2. Transductie en testen van individuele haarspelden voor luciferase verslaggever reactivering en reactivering van wild-type MeCP2 gen op de Xi.
   1. Plaat in de ochtend, 1 x 10⁵ Xi cellen per putje op 6 goed platen.
   2. In de namiddag, infecteren de platen door de media te vervangen door 2 mL verse DMEM-10 met lentivirale supernatant en 5-10 µg/mL polybrene. Infecteren een besturingselement goed met virale bovendrijvende vloeistof geproduceerd uit een lege lentivirale vector.
   3. De volgende dag, vervangen de media met 2 mL DMEM-10 bevat 1 mg/mL puromycin. Cultuur voor vier dagen.
   4. De media te vervangen door 2 mL verse DMEM-10 en toestaan van 48-72 uur voor herstel.
   5. Het mobiliseren van de cellen met 150 µL van 0,05% trypsine-EDTA. Incubeer gedurende 2-5 minuten bij 37 ° C. Doven met 1,5 mL van DMEM-10. Overbrengen in de cellen 15 ml conische buizen en centrifuge op 500 x g gedurende 10 minuten bij kamertemperatuur.
   6. Verwijder het medium en resuspendeer de cellen in 100 µL lysis-buffermengsel waarin de luciferase assay kit. Incubeer bij kamertemperatuur gedurende 5 minuten. De lysates overbrengen in een witte 96-wells-plaat en assay voor luciferase activiteit met behulp van het protocol die bij de kit geleverd.
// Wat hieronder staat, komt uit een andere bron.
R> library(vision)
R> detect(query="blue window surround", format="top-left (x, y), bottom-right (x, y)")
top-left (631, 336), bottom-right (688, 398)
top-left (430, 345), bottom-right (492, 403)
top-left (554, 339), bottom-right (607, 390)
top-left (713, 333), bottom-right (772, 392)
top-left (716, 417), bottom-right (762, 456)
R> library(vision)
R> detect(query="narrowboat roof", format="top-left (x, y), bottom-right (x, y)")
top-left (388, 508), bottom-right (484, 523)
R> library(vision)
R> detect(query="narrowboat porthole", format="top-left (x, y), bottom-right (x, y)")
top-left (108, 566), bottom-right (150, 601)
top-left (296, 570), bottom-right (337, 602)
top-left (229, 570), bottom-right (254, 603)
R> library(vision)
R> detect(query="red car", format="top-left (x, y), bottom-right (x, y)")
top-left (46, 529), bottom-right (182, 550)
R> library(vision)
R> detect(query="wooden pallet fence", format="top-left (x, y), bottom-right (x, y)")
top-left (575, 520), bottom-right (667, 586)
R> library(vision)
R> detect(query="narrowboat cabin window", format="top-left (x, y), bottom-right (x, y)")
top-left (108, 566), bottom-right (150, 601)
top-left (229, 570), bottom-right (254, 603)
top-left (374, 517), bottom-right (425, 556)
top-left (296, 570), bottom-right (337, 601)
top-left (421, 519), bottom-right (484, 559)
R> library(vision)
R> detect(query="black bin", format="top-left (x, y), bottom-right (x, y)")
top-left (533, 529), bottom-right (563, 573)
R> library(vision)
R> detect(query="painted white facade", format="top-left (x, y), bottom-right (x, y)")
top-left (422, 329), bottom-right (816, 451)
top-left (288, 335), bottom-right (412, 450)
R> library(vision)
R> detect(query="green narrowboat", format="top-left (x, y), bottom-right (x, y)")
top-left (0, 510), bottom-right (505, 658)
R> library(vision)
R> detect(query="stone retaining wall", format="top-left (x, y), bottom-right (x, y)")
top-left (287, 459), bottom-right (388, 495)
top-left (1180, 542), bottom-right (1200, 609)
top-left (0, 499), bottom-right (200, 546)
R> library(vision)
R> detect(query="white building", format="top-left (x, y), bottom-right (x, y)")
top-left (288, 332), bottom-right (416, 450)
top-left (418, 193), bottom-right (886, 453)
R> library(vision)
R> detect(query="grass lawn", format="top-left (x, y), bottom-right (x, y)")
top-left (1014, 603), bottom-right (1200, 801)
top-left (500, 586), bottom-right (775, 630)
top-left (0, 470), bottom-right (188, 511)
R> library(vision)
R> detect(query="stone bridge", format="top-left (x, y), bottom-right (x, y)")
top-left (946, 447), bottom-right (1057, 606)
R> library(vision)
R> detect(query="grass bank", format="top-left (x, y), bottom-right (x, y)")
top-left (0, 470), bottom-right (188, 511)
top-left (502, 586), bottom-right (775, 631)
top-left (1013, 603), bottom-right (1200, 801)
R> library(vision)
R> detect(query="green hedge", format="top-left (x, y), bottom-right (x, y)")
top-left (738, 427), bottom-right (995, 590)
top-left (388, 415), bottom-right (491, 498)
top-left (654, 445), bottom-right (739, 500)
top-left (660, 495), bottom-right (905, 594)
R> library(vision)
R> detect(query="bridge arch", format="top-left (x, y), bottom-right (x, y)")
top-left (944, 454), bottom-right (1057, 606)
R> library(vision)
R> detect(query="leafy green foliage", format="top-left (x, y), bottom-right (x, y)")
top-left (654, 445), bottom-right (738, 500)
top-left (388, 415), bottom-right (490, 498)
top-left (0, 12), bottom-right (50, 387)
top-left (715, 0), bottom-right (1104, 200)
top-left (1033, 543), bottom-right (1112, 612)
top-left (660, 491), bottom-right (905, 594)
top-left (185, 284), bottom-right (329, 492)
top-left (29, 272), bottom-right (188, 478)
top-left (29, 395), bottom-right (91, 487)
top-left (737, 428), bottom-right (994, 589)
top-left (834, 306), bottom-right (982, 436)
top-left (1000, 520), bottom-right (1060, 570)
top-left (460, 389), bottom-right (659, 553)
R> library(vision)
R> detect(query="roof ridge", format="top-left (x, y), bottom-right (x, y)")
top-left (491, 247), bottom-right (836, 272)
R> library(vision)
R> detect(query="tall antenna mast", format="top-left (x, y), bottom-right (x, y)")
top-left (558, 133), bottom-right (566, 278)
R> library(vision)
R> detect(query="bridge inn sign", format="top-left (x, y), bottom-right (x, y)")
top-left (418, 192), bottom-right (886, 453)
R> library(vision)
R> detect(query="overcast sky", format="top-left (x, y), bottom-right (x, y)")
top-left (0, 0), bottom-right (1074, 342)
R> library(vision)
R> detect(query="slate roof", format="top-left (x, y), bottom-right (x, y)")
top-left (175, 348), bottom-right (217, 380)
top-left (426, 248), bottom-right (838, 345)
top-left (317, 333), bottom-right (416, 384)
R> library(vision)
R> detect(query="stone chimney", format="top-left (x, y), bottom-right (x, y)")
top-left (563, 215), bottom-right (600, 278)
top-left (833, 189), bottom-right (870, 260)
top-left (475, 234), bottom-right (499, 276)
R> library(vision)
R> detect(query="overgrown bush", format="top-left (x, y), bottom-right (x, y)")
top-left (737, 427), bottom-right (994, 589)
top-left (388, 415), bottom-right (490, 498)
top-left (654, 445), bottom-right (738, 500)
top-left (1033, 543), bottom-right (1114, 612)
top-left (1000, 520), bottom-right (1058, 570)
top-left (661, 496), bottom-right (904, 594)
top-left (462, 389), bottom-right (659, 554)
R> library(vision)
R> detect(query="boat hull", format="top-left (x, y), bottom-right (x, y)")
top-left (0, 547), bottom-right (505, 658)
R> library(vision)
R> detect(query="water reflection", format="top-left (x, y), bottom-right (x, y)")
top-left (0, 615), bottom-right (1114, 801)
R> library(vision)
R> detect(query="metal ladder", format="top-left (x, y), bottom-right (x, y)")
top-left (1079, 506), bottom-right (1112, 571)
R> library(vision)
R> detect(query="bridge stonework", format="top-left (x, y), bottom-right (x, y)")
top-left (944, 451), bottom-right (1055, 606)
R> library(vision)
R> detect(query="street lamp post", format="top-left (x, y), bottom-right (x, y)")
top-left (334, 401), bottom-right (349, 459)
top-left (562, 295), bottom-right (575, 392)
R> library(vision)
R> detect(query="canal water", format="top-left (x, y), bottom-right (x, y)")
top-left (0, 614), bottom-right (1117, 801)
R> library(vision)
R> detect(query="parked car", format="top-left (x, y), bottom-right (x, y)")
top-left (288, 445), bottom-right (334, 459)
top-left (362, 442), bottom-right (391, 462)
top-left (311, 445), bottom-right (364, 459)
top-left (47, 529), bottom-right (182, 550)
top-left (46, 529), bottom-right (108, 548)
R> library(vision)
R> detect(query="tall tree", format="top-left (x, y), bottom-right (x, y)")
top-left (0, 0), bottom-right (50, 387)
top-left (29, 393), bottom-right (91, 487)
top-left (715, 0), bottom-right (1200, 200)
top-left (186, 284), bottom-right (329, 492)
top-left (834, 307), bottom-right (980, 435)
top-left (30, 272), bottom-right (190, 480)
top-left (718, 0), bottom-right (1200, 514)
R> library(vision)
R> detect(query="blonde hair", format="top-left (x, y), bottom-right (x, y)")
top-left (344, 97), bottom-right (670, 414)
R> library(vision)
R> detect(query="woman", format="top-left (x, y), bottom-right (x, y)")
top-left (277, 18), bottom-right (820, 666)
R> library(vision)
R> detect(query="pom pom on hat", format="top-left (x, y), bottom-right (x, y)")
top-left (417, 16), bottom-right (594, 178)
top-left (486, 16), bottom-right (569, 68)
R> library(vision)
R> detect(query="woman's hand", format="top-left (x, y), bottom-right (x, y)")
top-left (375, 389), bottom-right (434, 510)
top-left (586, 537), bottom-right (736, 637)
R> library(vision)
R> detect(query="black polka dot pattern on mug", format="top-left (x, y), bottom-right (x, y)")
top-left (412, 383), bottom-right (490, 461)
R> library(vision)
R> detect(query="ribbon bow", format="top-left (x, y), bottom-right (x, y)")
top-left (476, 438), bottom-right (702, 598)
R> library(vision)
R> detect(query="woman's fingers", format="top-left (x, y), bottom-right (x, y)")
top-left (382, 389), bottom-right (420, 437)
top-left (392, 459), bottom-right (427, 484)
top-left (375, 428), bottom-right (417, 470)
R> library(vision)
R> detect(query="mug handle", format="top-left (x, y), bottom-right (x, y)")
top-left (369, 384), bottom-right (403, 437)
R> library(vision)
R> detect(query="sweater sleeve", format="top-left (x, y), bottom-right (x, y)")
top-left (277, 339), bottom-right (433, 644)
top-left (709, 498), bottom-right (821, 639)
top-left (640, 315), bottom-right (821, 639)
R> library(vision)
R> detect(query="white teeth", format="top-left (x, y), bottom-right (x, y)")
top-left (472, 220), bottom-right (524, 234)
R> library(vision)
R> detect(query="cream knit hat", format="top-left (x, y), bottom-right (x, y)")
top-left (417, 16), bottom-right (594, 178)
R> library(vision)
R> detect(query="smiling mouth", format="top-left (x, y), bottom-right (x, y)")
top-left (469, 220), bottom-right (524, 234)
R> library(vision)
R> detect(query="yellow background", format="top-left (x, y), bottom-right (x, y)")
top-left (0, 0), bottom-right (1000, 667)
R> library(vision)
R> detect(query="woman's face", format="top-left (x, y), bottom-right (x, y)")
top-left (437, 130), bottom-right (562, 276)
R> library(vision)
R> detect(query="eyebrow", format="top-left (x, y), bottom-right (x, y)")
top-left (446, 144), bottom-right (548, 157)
Xa cellen worden gebruikt als positieve controle en Xi-cellen geïnfecteerd met een lege lentivirale vector als een negatieve controle.
      Opmerking: Vermijd blootstelling van de witte platen te kunstlicht vóór de bepaling; Dit vermindert de achtergrond en verhogen van de gevoeligheid van de test. Het protocol waarin de assay kit bleek te zijn meest effectieve als uitgevoerd in het donker mogelijk.
   7. Om te bepalen of de haarspeld een effect gehad op het niveau van de expressie van MeCP2 op het actieve x-chromosoom, RNA van tranduced Xi cellen isoleren en MeCP2 mRNA meten met behulp van kwantitatieve PCR met inleidingen ter versterken alleen wild type MeCP2 (F: 5'-TTCCATGCCAAGGCCAAACAG-3', R: 5'-CCCATAAGGAGAAGAGACAACAGC-3').
   8. Optioneel: Het verhogen van de gevoeligheid van de test door 5-AZA toe te voegen aan een definitieve concentratie van 0,2 µM, nadat de cellen van puromycin selectie zijn hersteld. Cultuur van de cellen gedurende 72 uur zonder vervanging van de media, en vervolgens assay voor luciferase activiteit met behulp van de commerciële luciferase assay kit.
   9. Reactivering van het zwijgen wild-type MeCP2 meten. Xa-cellen, die het wild type MeCP2 op de Xi, met de vector met individuele haarspelden haven, als volgt het protocol 3.2.1 infecteren. -3.2.4. RNA van cellen isoleren en MeCP2 mRNA meten met behulp van kwantitatieve PCR met inleidingen ter versterken alleen wild type MeCP2 (F: 5 '- TTCCATGCCAAGGCCAAACAG - 3', R: 5' - CCCATAAGGAGAAGAGACAACAGC - 3').

Representative Results

Muis pees fibroblasten zijn geoogst uit een eerder beschreven X^MeCP2-LUC-HR/X^MeCP2 vrouwelijke muis, vereeuwigd door retrovirale transductie van E6 en E7 oncogenen van HPV-16 virus7, gekloond beperkende verdunning wordt toegepast en getest voor Luciferase activiteit en expressie van wild-type MeCP2 eiwit (figuur 1A en 1B). Luciferase activiteit was robuust als de verslaggever op Xa was, en kan niet worden getraceerd als op Xi; de inheemse MeCP2 expressie tentoongesteld een wederzijdse patroon. Wij geselecteerd een kloon met geen luciferase activiteit (Xi-8) en een kloon met robuuste activiteit (Xa-3) voor verdere experimenten. Wanneer Xi-8 cellen werden behandeld met 5-AZA, werd een dosis-afhankelijke inductie luciferase activiteit (Figuur 1 c) waargenomen.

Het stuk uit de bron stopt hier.